United States June retail sales were mixed, according to data issued today by the Department of Commerce’s Census Bureau.
June retail sales, adjusted for seasonal variation and holiday and trading day differences but not price changes, came in at $720.1 billion, up 0.6% over May’s $715.5 billion and up 3.9% annually. And total retail sales, from April through June, posted a 4.1% annual gain compared to the same period a year ago.
Commerce reported that retail trade sales increased 0.6% over May and 3.5% annually, and non-store retailers, which includes e-commerce, posted a 4.5% annual gain. And food service and drinking places saw a 6.6% annual gain.
While the June data from Commerce showed sequential and annual gains, the recently-released CNBC/NRF Retail Monitor, in partnership with Affinity Solutions pointed to mixed readings, with total retail sales, excluding automobiles and gasoline down 0.33% on a seasonally-adjusted basis, from May to June, and up 3.19% on an unadjusted basis annually, following May’s 0.49% sequential increase and 4.44% annual gain.
And it added that the Retail Monitor calculation of core retail sales (excluding restaurants in addition to automobile dealers and gasoline stations) fell 0.32% sequentially in June while increasing 3.36% annually, compared with increases of 0.23% sequentially and 4.2% annually in May. Through the first six months of 2025 the Retail Monitor reported that total retail sales increased 4.66%, with core retail sales seeing a 4.93% annual gain, adding that the sequential declines marked the first ones going back to February, when they both dropped 0.22% from January.

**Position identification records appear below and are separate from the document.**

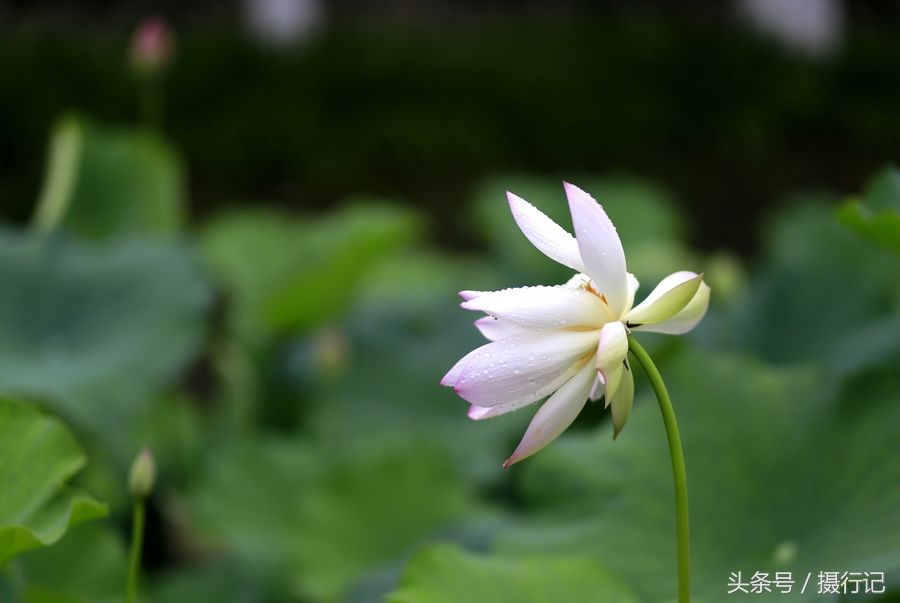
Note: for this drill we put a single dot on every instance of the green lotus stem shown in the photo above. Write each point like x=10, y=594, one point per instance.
x=682, y=528
x=134, y=556
x=151, y=101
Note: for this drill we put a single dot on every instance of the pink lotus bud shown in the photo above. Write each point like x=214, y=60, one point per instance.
x=152, y=44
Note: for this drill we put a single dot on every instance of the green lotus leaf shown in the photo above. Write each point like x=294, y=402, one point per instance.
x=39, y=456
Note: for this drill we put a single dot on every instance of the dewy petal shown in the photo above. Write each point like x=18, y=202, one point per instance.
x=685, y=320
x=633, y=285
x=520, y=368
x=494, y=329
x=596, y=389
x=477, y=413
x=600, y=248
x=622, y=402
x=542, y=307
x=669, y=298
x=555, y=415
x=467, y=295
x=545, y=234
x=611, y=352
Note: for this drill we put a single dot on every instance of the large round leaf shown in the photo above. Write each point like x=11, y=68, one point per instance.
x=95, y=329
x=103, y=181
x=38, y=456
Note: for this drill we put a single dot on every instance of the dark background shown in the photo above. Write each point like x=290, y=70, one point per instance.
x=417, y=101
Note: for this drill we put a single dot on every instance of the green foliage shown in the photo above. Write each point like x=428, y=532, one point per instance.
x=309, y=452
x=876, y=215
x=39, y=456
x=821, y=295
x=286, y=274
x=86, y=566
x=783, y=474
x=96, y=330
x=445, y=574
x=340, y=514
x=101, y=182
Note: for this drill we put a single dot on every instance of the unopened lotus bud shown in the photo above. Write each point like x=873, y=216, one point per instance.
x=152, y=45
x=142, y=476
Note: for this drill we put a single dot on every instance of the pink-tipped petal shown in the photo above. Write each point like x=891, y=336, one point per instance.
x=468, y=295
x=452, y=376
x=478, y=413
x=633, y=285
x=555, y=415
x=685, y=320
x=600, y=247
x=545, y=234
x=522, y=368
x=543, y=308
x=495, y=329
x=670, y=297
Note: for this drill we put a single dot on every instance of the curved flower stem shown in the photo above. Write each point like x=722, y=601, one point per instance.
x=683, y=533
x=134, y=557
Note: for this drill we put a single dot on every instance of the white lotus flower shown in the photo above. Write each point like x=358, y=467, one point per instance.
x=568, y=342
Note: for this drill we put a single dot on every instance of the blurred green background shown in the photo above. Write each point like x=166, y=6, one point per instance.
x=247, y=258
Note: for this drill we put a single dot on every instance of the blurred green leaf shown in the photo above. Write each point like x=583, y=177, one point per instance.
x=96, y=329
x=446, y=574
x=876, y=216
x=39, y=456
x=783, y=477
x=404, y=332
x=87, y=566
x=291, y=274
x=818, y=288
x=340, y=513
x=101, y=182
x=221, y=580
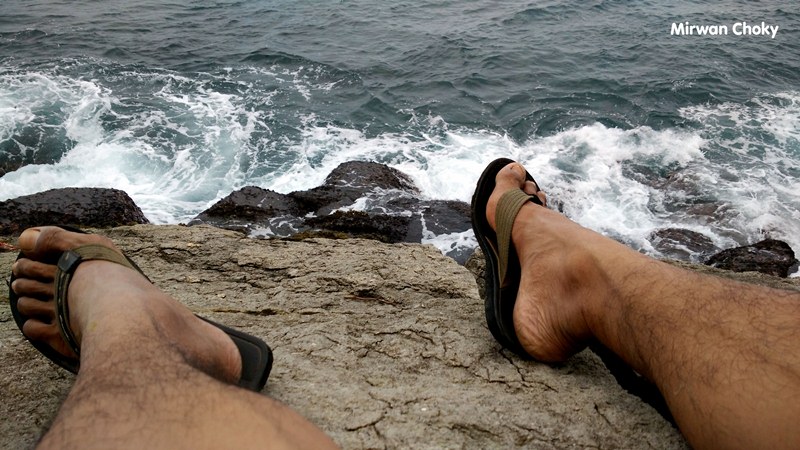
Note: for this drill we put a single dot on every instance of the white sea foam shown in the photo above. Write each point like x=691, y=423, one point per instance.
x=743, y=157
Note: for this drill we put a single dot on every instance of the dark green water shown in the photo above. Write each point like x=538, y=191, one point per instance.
x=629, y=128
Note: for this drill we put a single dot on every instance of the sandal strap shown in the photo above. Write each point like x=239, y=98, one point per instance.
x=66, y=266
x=507, y=209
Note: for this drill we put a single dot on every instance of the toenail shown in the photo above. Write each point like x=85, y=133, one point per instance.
x=27, y=240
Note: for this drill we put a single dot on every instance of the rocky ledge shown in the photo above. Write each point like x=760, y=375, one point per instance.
x=381, y=345
x=359, y=199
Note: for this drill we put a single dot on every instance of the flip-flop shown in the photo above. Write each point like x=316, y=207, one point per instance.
x=502, y=276
x=256, y=355
x=502, y=271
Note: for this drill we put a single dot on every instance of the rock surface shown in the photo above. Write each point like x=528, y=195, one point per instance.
x=770, y=256
x=95, y=207
x=358, y=199
x=682, y=244
x=382, y=346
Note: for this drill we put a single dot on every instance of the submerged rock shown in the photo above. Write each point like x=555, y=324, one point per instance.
x=380, y=345
x=84, y=207
x=358, y=199
x=683, y=244
x=770, y=256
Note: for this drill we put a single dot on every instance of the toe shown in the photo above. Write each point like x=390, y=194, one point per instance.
x=26, y=268
x=47, y=243
x=32, y=288
x=36, y=330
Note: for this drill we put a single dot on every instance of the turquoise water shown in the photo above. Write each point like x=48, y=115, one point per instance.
x=629, y=128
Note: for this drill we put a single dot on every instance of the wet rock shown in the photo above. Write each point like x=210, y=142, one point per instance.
x=358, y=199
x=248, y=207
x=83, y=207
x=381, y=227
x=682, y=244
x=770, y=256
x=349, y=182
x=380, y=345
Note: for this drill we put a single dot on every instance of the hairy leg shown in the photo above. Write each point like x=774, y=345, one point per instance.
x=152, y=374
x=725, y=355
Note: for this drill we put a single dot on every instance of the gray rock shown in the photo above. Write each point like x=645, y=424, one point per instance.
x=683, y=244
x=390, y=209
x=382, y=346
x=770, y=256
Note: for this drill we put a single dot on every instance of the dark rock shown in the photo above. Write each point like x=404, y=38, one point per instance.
x=369, y=175
x=770, y=256
x=382, y=227
x=389, y=209
x=84, y=207
x=349, y=182
x=249, y=206
x=682, y=244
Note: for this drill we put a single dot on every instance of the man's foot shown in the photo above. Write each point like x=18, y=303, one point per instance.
x=558, y=276
x=110, y=302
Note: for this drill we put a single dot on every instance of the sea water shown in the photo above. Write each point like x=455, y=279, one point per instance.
x=628, y=126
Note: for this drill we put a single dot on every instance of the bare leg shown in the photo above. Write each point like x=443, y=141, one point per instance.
x=725, y=355
x=152, y=374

“June’s numbers indicate that prolonged uncertainty surrounding the economy, tariffs and trade policy could be pushing consumers to adopt a ‘wait-and-see’ approach with their household budgets,” NRF President and CEO Matthew Shay said. “This was the first monthly decline since February, and spending was down across almost all sectors. Economic fundamentals haven’t been disrupted yet and shoppers still have the ability to spend on priorities, but the economy is gradually slowing and there has been an impact on the psyche of consumers. While passage of the ‘Big Beautiful Bill’ is clearly supportive of economic growth, unresolved and restrictive trade policies remain a significant headwind.”

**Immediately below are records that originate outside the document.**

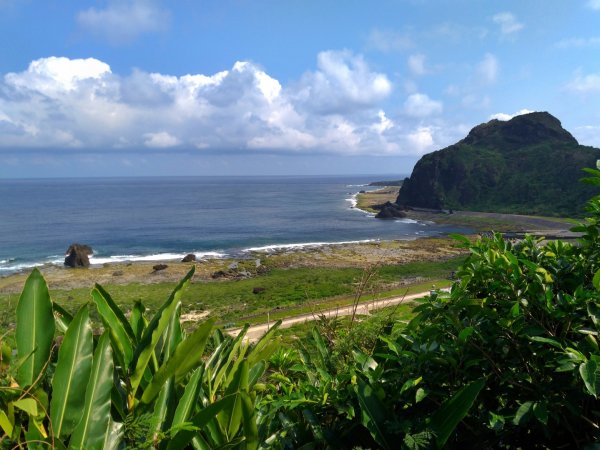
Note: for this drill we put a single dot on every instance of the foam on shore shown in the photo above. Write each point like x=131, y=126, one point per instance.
x=278, y=247
x=152, y=257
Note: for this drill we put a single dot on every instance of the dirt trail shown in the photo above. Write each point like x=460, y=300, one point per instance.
x=257, y=331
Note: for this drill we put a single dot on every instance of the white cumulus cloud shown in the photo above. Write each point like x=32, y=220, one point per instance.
x=420, y=105
x=342, y=81
x=505, y=117
x=161, y=139
x=124, y=20
x=508, y=23
x=59, y=103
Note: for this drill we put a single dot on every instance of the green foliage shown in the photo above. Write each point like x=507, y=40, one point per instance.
x=529, y=165
x=508, y=359
x=142, y=384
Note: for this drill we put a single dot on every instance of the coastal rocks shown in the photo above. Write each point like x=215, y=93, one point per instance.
x=234, y=272
x=78, y=255
x=190, y=257
x=389, y=210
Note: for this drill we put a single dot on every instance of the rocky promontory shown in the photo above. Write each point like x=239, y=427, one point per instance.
x=527, y=165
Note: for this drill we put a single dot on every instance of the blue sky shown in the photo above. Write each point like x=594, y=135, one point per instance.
x=232, y=87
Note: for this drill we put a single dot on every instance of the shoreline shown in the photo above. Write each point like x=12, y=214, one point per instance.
x=251, y=264
x=517, y=224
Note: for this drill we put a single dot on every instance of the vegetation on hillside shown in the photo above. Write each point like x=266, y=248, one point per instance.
x=508, y=359
x=528, y=165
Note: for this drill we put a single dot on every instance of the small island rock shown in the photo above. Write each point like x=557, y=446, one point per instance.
x=159, y=267
x=189, y=258
x=390, y=210
x=77, y=255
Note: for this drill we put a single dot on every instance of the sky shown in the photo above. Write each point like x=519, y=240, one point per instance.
x=272, y=87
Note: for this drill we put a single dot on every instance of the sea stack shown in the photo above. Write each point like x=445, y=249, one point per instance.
x=78, y=255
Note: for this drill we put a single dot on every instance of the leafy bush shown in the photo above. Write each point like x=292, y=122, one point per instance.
x=508, y=359
x=141, y=384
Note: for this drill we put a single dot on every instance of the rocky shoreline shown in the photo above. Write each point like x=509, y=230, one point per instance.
x=362, y=255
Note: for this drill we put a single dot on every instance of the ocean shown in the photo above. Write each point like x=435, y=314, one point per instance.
x=165, y=218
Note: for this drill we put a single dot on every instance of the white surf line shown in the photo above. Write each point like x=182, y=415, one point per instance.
x=255, y=332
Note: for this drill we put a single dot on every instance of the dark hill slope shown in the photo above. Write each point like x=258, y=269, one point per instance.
x=527, y=165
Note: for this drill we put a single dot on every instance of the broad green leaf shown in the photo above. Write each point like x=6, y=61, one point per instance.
x=249, y=420
x=72, y=374
x=235, y=353
x=153, y=332
x=594, y=313
x=231, y=418
x=540, y=412
x=590, y=374
x=255, y=372
x=420, y=395
x=523, y=413
x=453, y=410
x=35, y=328
x=137, y=320
x=91, y=430
x=373, y=415
x=546, y=340
x=465, y=333
x=62, y=317
x=186, y=357
x=6, y=424
x=28, y=405
x=410, y=384
x=164, y=406
x=200, y=420
x=187, y=402
x=113, y=436
x=121, y=334
x=596, y=280
x=174, y=334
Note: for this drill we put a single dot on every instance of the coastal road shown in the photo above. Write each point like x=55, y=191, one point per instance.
x=255, y=332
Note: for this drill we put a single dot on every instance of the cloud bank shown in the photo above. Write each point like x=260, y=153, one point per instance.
x=60, y=103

Neil Saunders, Managing Director of GlobalData, observed in a research note that at the halfway point of 2025, the retail sector has emerged relatively unscathed.

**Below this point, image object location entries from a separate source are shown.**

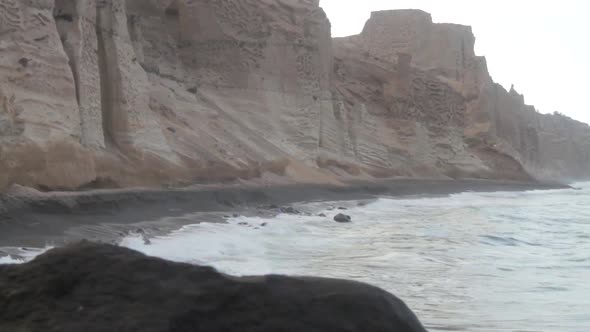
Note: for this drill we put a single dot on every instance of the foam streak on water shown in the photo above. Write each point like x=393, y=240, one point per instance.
x=467, y=262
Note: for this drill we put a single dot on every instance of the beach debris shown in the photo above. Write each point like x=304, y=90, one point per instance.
x=342, y=218
x=289, y=210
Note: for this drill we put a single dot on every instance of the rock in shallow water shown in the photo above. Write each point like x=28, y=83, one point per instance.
x=342, y=218
x=69, y=289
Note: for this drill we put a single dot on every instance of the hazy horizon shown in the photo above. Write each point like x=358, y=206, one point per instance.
x=537, y=47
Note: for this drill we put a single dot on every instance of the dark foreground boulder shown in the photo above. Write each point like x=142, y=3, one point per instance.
x=90, y=287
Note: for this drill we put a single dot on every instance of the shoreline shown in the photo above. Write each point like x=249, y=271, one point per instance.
x=109, y=215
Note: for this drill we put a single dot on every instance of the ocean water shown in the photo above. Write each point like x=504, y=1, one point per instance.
x=504, y=261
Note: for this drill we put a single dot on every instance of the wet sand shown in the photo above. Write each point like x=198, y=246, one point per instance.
x=107, y=215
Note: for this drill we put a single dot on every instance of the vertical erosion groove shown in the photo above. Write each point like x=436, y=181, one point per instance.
x=106, y=83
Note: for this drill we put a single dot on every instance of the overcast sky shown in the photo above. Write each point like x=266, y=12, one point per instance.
x=542, y=47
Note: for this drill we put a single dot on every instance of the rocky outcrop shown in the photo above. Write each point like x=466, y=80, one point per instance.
x=432, y=79
x=69, y=289
x=111, y=93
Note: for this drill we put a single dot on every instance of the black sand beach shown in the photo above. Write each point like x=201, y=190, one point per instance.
x=105, y=216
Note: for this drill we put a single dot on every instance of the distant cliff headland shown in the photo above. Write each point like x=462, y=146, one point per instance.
x=121, y=93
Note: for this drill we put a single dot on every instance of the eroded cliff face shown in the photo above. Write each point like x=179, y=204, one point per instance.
x=98, y=93
x=432, y=79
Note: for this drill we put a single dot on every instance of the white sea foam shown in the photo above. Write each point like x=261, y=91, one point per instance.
x=499, y=261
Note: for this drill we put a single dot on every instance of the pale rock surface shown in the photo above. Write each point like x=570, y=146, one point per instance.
x=112, y=93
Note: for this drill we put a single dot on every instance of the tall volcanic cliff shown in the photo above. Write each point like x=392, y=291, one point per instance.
x=97, y=93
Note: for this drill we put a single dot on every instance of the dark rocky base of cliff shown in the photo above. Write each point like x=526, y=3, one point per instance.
x=91, y=287
x=58, y=218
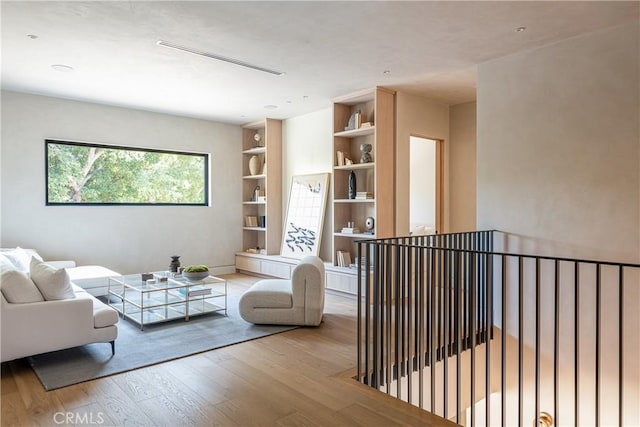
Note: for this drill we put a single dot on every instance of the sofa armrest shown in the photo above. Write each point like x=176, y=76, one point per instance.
x=61, y=264
x=37, y=327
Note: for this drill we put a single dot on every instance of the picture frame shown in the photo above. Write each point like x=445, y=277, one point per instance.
x=305, y=215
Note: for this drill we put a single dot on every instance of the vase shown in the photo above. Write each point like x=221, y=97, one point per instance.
x=365, y=156
x=174, y=264
x=352, y=185
x=254, y=165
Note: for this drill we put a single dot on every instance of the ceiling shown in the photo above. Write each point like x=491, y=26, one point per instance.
x=325, y=48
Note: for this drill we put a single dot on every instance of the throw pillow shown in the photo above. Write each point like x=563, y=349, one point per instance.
x=54, y=284
x=22, y=257
x=5, y=264
x=17, y=288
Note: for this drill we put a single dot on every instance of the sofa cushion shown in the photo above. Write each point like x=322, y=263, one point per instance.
x=6, y=264
x=21, y=258
x=54, y=284
x=17, y=288
x=270, y=293
x=103, y=315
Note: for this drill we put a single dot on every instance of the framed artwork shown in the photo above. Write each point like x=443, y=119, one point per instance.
x=305, y=215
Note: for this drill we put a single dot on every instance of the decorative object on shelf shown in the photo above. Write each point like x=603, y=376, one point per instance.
x=365, y=157
x=354, y=121
x=195, y=272
x=250, y=221
x=369, y=223
x=174, y=264
x=364, y=195
x=305, y=216
x=257, y=138
x=352, y=185
x=254, y=165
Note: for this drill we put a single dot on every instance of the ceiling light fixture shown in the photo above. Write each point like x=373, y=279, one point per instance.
x=62, y=68
x=218, y=57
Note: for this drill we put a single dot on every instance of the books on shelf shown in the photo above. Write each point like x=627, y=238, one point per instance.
x=350, y=230
x=343, y=258
x=196, y=291
x=364, y=195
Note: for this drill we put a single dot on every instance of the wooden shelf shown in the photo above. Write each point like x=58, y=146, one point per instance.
x=356, y=166
x=255, y=150
x=376, y=178
x=354, y=201
x=354, y=133
x=355, y=235
x=268, y=148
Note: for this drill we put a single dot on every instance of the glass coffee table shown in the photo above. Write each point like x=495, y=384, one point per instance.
x=165, y=297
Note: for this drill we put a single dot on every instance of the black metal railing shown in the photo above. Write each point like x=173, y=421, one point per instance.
x=448, y=321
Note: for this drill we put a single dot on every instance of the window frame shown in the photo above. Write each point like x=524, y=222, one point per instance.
x=205, y=156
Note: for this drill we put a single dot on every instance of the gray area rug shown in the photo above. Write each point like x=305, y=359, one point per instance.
x=157, y=343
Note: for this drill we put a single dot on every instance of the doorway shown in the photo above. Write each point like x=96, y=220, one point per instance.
x=425, y=185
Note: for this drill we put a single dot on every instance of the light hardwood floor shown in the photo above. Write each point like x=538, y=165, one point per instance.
x=301, y=377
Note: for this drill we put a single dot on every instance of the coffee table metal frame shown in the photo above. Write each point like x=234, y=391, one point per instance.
x=169, y=298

“While tariffs have grabbed the headlines—and have caused a great deal of uncertainty—they have not hit the retail sector with full force,” wrote Saunders. “Most of this is because the deadlines for tariffs to be imposed have been constantly moved, and most stock being sold in the half was not subject to additional levies. As a result, inflation has not been too onerous, and it has not deterred the consumer from buying. The question, of course, is whether the reasonable first half performance continues into the second half. With tariff deadlines now looming, inflation coming in hotter, and a range of economic pressures stacked up, there is every likelihood that performance will moderate – especially in volume terms. However, it is still unlikely that the consumer will fall into a full-blown recession – especially so if interest rates come down. It is also the case that tariff pressure will materialize in a lot of different places, other than the sales line. A lot of retailers are absorbing higher tariff levies, so areas like margins may also feel the squeeze.”